AMCA Suffers A Medical Patient Information Breach
The recent hack of the American Medical Collection Agency (AMCA) is having ripple effects around the world.
Recently it was reported that as a direct consequence of that hack, Quest Diagnostics (one of the largest diagnostic testing laboratory services in the United States) was breached. This resulted in the exposure of millions of patient records.
These records may have included Social Security numbers, payment card information, and personally identifiable medical information.
Now, a second report has surfaced, this time involving OPKO Health Inc, which maintains offices in more than thirty countries around the world. They've recently reported that one of their subsidiaries, BioReference laboratories, Inc has received the same notification the Quest Labs received. They've been breached, and as a result, more than 400,000 Opko Health Clients have had their personal and confidential data exposed.
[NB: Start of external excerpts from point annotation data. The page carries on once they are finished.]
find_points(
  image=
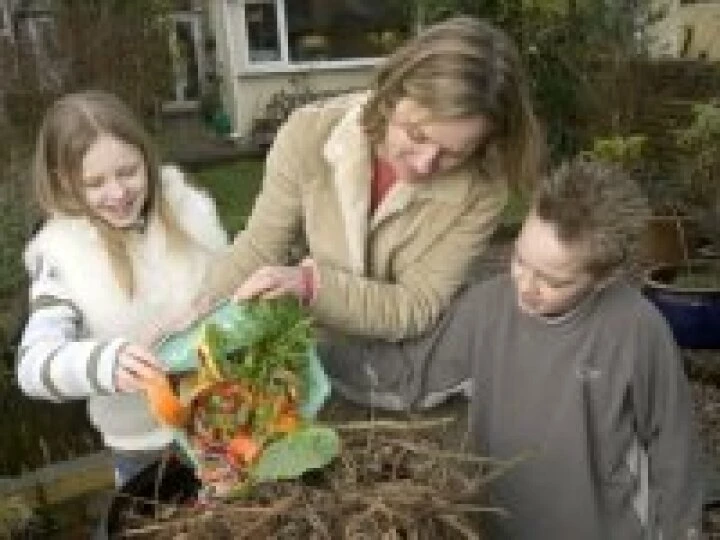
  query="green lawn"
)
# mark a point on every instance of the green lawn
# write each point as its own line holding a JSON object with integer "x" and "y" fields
{"x": 234, "y": 187}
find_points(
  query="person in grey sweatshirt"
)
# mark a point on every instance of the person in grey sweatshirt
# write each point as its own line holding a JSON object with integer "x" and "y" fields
{"x": 568, "y": 363}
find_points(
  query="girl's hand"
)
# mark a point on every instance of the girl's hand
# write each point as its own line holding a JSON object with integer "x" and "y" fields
{"x": 275, "y": 281}
{"x": 136, "y": 369}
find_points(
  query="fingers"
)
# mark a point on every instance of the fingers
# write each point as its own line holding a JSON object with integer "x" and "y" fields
{"x": 270, "y": 282}
{"x": 136, "y": 368}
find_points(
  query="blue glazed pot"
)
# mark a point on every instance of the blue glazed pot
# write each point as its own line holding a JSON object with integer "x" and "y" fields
{"x": 692, "y": 313}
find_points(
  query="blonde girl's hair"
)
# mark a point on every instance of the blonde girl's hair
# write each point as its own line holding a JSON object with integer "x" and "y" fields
{"x": 599, "y": 207}
{"x": 464, "y": 67}
{"x": 70, "y": 127}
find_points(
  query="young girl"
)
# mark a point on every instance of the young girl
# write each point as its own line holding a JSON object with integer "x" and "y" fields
{"x": 123, "y": 251}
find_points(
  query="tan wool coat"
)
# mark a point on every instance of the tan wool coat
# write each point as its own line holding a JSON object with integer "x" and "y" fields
{"x": 387, "y": 275}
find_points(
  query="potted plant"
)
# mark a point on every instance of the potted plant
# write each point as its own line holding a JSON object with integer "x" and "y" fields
{"x": 664, "y": 237}
{"x": 688, "y": 292}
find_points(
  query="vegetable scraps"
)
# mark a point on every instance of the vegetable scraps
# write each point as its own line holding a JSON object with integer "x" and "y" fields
{"x": 241, "y": 410}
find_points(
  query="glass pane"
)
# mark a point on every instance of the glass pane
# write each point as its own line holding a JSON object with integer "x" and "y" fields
{"x": 343, "y": 29}
{"x": 185, "y": 62}
{"x": 263, "y": 42}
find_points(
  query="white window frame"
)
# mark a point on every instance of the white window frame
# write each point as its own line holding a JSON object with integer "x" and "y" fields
{"x": 285, "y": 65}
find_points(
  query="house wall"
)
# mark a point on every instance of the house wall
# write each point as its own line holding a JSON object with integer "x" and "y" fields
{"x": 687, "y": 30}
{"x": 254, "y": 94}
{"x": 704, "y": 19}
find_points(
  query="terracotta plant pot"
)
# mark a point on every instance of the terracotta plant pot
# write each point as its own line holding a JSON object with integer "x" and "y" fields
{"x": 666, "y": 238}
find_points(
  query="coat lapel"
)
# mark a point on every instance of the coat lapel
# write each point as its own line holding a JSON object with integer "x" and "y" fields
{"x": 348, "y": 153}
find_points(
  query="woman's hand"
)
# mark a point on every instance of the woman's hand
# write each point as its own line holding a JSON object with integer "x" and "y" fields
{"x": 136, "y": 369}
{"x": 275, "y": 281}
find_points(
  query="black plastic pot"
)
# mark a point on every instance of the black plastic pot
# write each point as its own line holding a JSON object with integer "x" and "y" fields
{"x": 175, "y": 483}
{"x": 693, "y": 313}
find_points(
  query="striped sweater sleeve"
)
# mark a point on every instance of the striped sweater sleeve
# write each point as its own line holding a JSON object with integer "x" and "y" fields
{"x": 55, "y": 360}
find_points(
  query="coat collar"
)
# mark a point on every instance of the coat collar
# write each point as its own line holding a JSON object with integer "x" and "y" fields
{"x": 348, "y": 152}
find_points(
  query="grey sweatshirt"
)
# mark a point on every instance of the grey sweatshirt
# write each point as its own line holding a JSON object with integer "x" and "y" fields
{"x": 598, "y": 398}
Granted, this breach is not nearly as large or as sweeping as the recent Quest Labs breach. Taken together however, that leaves nearly 12 million patient records exposed. It hasn't been a good month for companies operating in the health care space, to say the least.
Part of the official statement released by AMCA reads as follows:
"AMCA advised that AMCA's affected system includes information provided by BioReference that may have included patient name, date of birth, address, phone, date of service, provider, and balance information. In addition, the affected AMCA system also included credit card information, bank account information (but no passwords or security questions) and email addresses that were provided by the consumer to AMCA.
AMCA has reported to BioReference that it is continuing to investigate this incident, has reported the AMCA Incident to law enforcement and has taken steps to increase the security of its systems, processes and data, including shutting down its web payments page, migrating it to a third-party vendor, and hiring a cybersecurity firm to implement various safeguards to increase security."
It's a fairly boilerplate response at this point, and scant consolation to the millions of patients who have now had their information exposed. Be on the lookout for a formal communication from BioReference if you've made use of them for testing.